Just heard that a fellow reefer drowned off the coast out spear fishing.  Somehow he got entangled in a net. No real details yet except just that. 

I did not know him that well but had been invited a number of times out with the marine group and he was usually amongst them as well as a great guy who was willing to really help out all the newbies on the marine aquarium society for uae site.  

Really makes you think about life and what is precious to you....


----------



## Saint Ari (Oct 1, 2010)

"reefer" ....


----------



## Jynxgirl (Nov 27, 2009)

Ari, any other time I would find this funny... 

His family was here on vacation from Florida visiting him and his wife and they went out spear fishing. It is a usual activity for a number of the forum members on the marine site and if anyone, he is the strongest, most knowledgable and most experienced.

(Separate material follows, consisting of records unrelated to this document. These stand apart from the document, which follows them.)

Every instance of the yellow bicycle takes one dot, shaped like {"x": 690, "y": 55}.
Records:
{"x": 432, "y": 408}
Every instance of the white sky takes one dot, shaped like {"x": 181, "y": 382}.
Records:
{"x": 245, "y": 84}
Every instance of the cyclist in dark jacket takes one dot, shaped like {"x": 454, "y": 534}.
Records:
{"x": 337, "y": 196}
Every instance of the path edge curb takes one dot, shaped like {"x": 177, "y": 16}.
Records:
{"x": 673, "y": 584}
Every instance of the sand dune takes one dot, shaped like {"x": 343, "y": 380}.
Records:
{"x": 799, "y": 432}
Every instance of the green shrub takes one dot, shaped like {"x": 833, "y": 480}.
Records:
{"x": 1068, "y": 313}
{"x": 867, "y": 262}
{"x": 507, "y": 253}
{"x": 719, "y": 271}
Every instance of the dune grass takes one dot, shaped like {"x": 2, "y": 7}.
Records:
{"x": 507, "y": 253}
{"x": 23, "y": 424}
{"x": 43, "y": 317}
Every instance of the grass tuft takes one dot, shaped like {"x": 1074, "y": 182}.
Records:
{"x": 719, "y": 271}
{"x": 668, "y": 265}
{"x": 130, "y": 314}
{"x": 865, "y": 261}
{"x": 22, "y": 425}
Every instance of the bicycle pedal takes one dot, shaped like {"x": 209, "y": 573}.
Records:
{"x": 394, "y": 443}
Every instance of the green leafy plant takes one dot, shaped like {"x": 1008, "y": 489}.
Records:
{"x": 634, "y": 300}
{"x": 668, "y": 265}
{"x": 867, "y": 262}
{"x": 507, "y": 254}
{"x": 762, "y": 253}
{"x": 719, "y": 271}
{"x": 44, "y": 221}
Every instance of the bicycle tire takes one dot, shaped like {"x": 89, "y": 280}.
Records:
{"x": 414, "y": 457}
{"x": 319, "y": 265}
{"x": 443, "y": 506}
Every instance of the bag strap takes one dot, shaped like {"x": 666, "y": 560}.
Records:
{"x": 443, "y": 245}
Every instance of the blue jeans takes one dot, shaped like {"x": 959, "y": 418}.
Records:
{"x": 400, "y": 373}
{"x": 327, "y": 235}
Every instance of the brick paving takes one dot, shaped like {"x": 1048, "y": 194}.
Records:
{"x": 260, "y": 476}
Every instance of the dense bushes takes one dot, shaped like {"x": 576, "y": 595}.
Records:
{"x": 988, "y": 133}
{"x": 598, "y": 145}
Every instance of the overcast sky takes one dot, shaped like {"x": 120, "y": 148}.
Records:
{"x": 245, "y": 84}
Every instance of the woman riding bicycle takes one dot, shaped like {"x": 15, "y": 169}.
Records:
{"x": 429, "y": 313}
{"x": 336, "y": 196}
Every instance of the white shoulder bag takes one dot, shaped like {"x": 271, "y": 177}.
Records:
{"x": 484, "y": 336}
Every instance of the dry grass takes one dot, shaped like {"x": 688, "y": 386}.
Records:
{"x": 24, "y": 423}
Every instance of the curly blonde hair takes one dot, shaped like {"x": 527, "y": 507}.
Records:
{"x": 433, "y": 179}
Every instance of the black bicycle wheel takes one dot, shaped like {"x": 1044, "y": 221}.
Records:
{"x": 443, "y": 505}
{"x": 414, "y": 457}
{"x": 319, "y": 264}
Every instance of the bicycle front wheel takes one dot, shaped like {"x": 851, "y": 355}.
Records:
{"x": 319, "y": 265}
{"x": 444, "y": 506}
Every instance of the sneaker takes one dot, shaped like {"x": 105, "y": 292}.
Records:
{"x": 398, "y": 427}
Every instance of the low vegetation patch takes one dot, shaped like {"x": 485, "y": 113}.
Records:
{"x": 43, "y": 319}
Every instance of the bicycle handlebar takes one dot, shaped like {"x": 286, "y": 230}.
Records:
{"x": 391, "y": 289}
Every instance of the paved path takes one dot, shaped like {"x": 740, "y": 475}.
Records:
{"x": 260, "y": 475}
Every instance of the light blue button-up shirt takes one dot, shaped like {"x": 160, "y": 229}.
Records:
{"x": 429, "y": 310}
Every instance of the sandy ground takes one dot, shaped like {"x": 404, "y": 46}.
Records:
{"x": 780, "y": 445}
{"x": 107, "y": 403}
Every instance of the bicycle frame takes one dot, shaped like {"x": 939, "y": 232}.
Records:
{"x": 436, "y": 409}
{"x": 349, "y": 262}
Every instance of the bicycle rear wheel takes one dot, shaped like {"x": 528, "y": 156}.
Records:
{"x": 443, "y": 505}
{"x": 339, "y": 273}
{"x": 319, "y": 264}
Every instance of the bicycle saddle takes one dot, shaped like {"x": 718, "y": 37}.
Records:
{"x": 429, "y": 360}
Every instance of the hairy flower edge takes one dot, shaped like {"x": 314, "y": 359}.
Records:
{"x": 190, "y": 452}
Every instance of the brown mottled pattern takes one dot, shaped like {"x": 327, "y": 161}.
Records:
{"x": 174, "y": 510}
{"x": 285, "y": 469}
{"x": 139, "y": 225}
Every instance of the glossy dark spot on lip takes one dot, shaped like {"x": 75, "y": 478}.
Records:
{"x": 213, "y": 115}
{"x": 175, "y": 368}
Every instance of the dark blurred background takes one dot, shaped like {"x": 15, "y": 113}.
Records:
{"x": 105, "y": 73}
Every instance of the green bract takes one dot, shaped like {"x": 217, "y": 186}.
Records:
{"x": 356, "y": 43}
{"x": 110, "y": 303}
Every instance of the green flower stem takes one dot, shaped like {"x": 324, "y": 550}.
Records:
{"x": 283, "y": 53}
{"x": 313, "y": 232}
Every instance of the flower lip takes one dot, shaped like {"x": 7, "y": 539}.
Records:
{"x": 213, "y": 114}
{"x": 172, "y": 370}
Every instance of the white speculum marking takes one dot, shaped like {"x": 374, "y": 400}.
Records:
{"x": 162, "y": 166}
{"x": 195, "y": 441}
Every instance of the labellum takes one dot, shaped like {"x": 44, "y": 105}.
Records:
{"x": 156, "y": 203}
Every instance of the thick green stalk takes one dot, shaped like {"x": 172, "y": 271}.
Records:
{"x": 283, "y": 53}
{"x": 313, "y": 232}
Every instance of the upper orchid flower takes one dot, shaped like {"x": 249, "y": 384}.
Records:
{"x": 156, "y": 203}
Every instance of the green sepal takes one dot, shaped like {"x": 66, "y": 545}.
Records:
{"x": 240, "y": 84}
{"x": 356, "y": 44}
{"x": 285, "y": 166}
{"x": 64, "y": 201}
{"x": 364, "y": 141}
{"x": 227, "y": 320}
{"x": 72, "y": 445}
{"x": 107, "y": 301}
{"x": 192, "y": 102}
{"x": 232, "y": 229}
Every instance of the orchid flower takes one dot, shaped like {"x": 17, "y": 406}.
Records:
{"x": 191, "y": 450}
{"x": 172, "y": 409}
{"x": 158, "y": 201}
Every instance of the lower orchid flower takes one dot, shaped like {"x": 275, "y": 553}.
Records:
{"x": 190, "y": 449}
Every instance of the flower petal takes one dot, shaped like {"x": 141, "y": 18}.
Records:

He seems to have gotten tangled up in a clear netting. His family decided to call it a day and he wanted to do one last one. He went in along and after a few min of him not surfacing, they got worried. Everyone jumped in to try and find him and were unable. The coast guard was called and unable to locate him. The police was brought in with their divers and they found him twenty feet down, entangled in a net, trying to cut himself out  It is so very sad. The family appreciated and were thankful to the coast guard as well as Dubai police scuba divers coming out and assisting.


----------



## w_man (Apr 16, 2010)

Don't know him of course but R.I.P to the deceased and hope the family has the strength to deal with the loss.

This is very sad.


----------



## Moe78 (Oct 29, 2010)

Very sad news  I remember when someone I hadn't really known but seen around in a group I hung out with, died back in NZ in a very bizarre and tragic accident. I felt sad for the people I know who knew him but also because I didn't get to know him. That's quite tragic there especially for his family!


----------



## samfurah (Jan 7, 2011)

very sad really! how suddenly life comes to an end and bring end to all those you have been working hard for..........and even worst dying in foreign land!


----------



## chaobella (Dec 14, 2010)

my sincerest condolences to his family and friends...


----------